As manobras têm como objetivo garantir a segurança marítima e combater a hegemonia ocidental no mar, disse o assessor presidencial russo Nikolay Patrushev.
A Rússia, a China e o Irão realizarão exercícios navais conjuntos como parte da crescente cooperação militar destinada a remodelar o equilíbrio world de poder no mar, disse o assessor presidencial russo Nikolay Patrushev.
Navios de guerra dos três países foram enviados para manobras nas águas ao largo do Irão, disse Patrushev ao meio de comunicação russo Argumenty i Fakty na terça-feira. Os exercícios fazem parte de um esforço conjunto para construir “uma ordem mundial multipolar nos oceanos” em resposta ao que ele chamou de hegemonia ocidental de longa knowledge.
Conhecidos como Cinturão de Segurança Marítima, os jogos de guerra estão programados para acontecer este mês no Golfo de Omã e no norte do Oceano Índico e envolverão navios e aeronaves dos três países. Originalmente uma iniciativa iraniana, os exercícios têm sido realizados de forma trilateral desde 2019, exceto em 2021, quando a China não participou.
Patrushev disse que os mares estão mais uma vez se tornando uma plataforma para “agressão militar” e um renascimento de “diplomacia de canhoneira”, citando tensões recentes em torno da Venezuela e do Irã. “O Ocidente dominou os mares durante muito tempo, até ao início deste século, mas agora a sua hegemonia está, em muitos aspectos, no passado”, ele disse.

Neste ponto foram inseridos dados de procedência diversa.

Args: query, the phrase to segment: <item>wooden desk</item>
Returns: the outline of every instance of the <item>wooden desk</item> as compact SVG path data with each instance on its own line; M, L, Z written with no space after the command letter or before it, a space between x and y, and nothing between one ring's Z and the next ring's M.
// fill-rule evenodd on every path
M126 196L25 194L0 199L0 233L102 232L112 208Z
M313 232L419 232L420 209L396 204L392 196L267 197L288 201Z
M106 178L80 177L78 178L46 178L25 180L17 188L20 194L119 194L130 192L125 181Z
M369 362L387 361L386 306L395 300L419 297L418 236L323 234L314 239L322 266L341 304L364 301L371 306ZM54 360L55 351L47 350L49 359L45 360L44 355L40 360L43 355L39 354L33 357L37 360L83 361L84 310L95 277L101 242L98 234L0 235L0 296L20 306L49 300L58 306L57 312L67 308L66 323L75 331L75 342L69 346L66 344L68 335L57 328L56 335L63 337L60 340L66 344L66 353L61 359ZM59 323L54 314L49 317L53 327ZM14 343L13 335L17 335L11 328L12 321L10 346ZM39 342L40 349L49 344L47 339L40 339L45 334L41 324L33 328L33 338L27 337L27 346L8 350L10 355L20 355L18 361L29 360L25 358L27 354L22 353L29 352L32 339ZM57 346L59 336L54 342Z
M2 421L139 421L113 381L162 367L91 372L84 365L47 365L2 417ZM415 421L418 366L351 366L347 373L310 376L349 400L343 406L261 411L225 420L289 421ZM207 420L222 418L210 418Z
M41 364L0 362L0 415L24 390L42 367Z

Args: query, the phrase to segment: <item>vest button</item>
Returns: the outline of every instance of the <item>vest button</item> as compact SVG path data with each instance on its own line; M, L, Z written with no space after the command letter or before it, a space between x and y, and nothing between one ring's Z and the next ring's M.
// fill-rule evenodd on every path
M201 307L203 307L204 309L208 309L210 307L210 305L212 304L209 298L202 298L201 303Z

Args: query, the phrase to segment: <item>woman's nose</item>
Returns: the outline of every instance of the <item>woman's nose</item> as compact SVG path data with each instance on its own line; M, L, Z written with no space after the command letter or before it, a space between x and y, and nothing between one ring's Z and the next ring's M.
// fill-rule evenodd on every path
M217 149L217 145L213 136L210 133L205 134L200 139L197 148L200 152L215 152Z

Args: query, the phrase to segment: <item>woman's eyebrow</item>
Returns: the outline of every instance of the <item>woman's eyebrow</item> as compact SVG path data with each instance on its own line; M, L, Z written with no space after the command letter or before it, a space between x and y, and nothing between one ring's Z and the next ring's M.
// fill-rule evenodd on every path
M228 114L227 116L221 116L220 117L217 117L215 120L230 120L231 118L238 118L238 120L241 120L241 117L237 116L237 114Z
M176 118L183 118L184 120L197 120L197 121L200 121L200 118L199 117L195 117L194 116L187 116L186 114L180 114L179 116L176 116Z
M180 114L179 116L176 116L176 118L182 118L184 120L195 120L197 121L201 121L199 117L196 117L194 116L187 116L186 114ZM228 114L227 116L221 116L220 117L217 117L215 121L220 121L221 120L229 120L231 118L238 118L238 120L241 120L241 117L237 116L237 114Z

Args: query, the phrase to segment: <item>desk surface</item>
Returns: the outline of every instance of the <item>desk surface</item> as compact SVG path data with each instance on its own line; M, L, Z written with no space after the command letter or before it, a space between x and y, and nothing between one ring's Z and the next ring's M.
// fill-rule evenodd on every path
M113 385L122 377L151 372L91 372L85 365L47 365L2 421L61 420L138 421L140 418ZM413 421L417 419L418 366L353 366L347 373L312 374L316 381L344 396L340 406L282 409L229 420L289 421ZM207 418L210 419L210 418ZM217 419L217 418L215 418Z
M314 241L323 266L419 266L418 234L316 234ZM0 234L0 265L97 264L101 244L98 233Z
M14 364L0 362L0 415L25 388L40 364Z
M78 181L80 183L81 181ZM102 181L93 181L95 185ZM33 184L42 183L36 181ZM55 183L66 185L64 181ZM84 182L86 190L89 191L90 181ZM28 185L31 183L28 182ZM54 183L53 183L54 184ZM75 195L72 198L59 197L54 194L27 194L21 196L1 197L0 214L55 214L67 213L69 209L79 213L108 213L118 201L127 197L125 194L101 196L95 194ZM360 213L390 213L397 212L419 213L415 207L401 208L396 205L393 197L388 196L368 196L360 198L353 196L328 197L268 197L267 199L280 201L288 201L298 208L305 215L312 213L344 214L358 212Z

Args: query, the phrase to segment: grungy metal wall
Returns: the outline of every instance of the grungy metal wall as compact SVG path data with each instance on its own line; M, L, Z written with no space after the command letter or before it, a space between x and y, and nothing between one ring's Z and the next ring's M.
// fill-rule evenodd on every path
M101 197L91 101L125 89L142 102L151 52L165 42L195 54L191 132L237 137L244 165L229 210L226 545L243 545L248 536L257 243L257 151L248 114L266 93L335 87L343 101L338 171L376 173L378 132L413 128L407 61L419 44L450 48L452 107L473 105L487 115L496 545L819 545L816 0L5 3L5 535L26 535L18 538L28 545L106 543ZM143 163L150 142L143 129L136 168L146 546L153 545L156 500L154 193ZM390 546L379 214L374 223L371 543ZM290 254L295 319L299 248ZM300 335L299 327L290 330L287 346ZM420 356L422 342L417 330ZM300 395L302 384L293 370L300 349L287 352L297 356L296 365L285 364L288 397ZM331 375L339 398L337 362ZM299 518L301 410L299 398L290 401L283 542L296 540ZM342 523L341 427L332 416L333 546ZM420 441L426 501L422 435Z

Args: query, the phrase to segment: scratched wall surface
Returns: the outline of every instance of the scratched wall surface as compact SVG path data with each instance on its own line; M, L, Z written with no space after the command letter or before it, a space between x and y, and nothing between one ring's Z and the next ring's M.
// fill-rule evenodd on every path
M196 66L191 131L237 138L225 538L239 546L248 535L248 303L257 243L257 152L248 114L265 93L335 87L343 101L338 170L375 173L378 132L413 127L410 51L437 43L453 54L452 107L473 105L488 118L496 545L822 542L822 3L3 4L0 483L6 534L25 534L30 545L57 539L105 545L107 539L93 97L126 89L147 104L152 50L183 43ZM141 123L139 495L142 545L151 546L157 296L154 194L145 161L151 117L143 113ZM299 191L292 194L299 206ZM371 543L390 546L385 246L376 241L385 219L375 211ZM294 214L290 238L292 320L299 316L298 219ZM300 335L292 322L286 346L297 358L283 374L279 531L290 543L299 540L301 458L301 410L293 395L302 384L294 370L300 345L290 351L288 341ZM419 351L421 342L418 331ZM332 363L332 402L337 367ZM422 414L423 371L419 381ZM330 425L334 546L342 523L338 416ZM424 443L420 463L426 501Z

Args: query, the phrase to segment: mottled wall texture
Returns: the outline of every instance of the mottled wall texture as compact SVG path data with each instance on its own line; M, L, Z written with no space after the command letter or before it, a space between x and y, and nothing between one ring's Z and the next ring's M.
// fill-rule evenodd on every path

A corveta russa participa de exercícios navais conjuntos em Bandar Abbas, no Irã, em demonstração de unidade. Os exercícios se concentraram em manobras coordenadas, comunicações e proteção da navegação civil – destacando o aprofundamento dos laços militares entre Moscou e Teerã. pic.twitter.com/Kluzp2uw4u
– Vídeo Viory (@vioryvideo) 18 de fevereiro de 2026
Separadamente, a mídia iraniana informou, citando o Comandante Naval Hassan Maghsoodloo, que a Rússia e a República Islâmica realizarão exercícios navais combinados esta semana.
As últimas manobras ocorrem após a segunda rodada de negociações indiretas entre EUA e Irã, mediadas por Omã, em Genebra, na terça-feira, sobre o programa nuclear da República Islâmica.
O Presidente Donald Trump retirou-se unilateralmente do Plano de Acção Conjunto Abrangente (JCPOA) de 2015 durante o seu primeiro mandato e reimpôs sanções abrangentes ao Irão, e os EUA estão a tentar pressionar Teerão a aceitar um novo acordo nuclear.
A República Islâmica insiste que as suas actividades nucleares são pacíficas e tem afirmado repetidamente que não aceitará a exigência de Washington de enriquecimento zero de urânio.
As tensões têm permanecido elevadas desde que Israel e os EUA realizaram ataques aéreos coordenados contra instalações nucleares iranianas em Junho passado, uma operação que Teerão condenou como uma violação não provocada da sua soberania. Desde então, Washington reforçou a sua postura militar na região, mobilizando meios navais e aéreos adicionais, incluindo um segundo porta-aviões.
O Corpo da Guarda Revolucionária Islâmica do Irã realizou na terça-feira exercícios no Estreito de Ormuz, um ponto de estrangulamento crítico para os embarques globais de petróleo, e alertou que poderia fechar a hidrovia no caso de um ataque. Estima-se que cerca de 100 navios mercantes transitem pelo estreito todos os dias, tornando qualquer perturbação potencialmente significativa para os mercados globais de energia.